Normally, general unsecured creditors fall well down the ladder of classes entitled to payment from a bankrupt debtor’s estate. Under the Bankruptcy Code, secured creditors, administrative claimants, and all priority unsecured creditors must be paid in full before unsecured creditors are entitled to any distribution. Section 503(b)(9) of the Bankruptcy Code allows unsecured trade creditors to jump up the distribution ladder in certain situations. Under section 503(b)(9), creditors that provided goods to the debtor during the 20 days prior to the commencement of the debtor’s bankruptcy case are allowed to submit an application to recover the value of the goods provided to the debtor during that time period, so long as the goods were provided by the creditor in the ordinary course of business. If the application is granted, the creditor receives an administrative claim in the amount of the goods provided during the 20 days before the commencement of the case. As noted above, administrative claims are paid before any other unsecured claims, thereby increasing a trade creditor’s likely distribution.
In addition to increasing a trade creditor’s likely recovery, 503(b)(9) claimants are also generally paid prior to general unsecured creditors. Although 503(b)(9) claims do not have to be paid immediately, they must, at the very latest, be paid in full on the effective date of the applicable plan of reorganization in a Chapter 11 case. In the vast majority of cases, the effective date of a plan is significantly in advance of distributions to other unsecured creditors seeking payment through the general claims administration process. Accordingly, creditors should prioritize the filing of their 503(b)(9) claims in order to expedite a portion of their possible recovery.

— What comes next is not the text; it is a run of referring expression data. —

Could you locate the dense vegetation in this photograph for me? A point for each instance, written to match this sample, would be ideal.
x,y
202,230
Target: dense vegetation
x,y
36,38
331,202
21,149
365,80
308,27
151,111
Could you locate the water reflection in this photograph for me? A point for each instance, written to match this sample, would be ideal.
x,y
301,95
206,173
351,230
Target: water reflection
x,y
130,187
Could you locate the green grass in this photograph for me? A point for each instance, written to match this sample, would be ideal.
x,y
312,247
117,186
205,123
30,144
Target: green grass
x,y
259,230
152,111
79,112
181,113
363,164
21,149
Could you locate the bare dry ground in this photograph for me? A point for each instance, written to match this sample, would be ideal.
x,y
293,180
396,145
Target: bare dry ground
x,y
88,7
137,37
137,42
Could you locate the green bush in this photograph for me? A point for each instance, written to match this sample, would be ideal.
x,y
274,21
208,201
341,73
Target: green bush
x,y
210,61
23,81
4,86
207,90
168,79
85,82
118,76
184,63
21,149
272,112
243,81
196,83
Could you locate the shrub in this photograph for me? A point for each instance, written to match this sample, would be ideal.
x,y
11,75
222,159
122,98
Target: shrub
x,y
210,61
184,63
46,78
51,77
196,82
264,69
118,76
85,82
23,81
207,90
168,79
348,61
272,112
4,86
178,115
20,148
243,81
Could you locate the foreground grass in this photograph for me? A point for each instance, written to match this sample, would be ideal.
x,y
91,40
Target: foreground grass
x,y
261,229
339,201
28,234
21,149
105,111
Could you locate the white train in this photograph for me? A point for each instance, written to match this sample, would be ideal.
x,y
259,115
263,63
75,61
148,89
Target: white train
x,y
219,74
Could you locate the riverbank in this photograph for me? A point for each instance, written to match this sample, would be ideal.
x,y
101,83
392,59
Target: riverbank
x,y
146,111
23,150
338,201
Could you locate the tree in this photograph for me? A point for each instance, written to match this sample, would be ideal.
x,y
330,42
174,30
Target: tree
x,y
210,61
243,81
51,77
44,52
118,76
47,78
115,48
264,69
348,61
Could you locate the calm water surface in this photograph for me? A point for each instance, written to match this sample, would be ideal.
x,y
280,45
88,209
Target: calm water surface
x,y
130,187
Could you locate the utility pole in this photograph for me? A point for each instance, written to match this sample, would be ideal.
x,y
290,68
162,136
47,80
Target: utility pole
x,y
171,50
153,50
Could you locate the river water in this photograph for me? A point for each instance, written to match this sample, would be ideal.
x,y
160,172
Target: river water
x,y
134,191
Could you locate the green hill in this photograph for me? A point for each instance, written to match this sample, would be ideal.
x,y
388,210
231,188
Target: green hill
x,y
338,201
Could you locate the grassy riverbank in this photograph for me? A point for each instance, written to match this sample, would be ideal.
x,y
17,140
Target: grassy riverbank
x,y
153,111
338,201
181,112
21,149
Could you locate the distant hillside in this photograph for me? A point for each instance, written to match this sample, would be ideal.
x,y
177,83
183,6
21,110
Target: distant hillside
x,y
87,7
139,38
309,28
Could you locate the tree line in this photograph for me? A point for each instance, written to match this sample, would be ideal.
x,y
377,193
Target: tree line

It is important to note that Section 503(b)(9) claims are limited to claims for “goods” sold. The term “goods” is not defined by the Bankruptcy Code. Courts therefore generally rely on the definition of goods found in the Uniform Commercial Code (“UCC”). According to section 1-203(k) of the UCC, the definition of goods includes:
[A]ll things (including specially manufactured goods) which are movable at the time of identification to the contract for sale other than the money in which the price is to be paid, investment securities (Article 8) and things in action. “Goods” also includes the unborn young of animals and growing crops and other identified things attached to realty as described in the section on goods to be severed from realty.
The UCC definition of goods is not, however, without ambiguity. Debates remain as to whether certain items, such as electricity, constitute “goods.” Further, courts are split on how to pay 503(b)(9) claims when a creditor seeks payment for a combination of goods and services provided to a debtor. Even so, most trade creditors that supplied products to a debtor within the requisite time period will be eligible for a 503(b)(9) claim. In order to preserve their claims, trade creditors should submit 503(b)(9) claims in an expeditious manner.
The Bankruptcy Code does not specifically state when an administrative claim must be filed. Generally, administrative claims under section 503(b)(9) must simply be “timely,” if a specific deadline for such claims has not been set by local rules or a court’s scheduling order. If a creditor’s administrative claim is untimely, the creditor must show “cause” for why its claim should be granted. Creditors should, as a default rule, consider filing their administrative claims early in a bankruptcy case, if at all possible. Doing so will ensure the creditor obtains the benefits of priority status, without having to engage in potentially costly hearings to prove “cause” for why its claim should be allowed.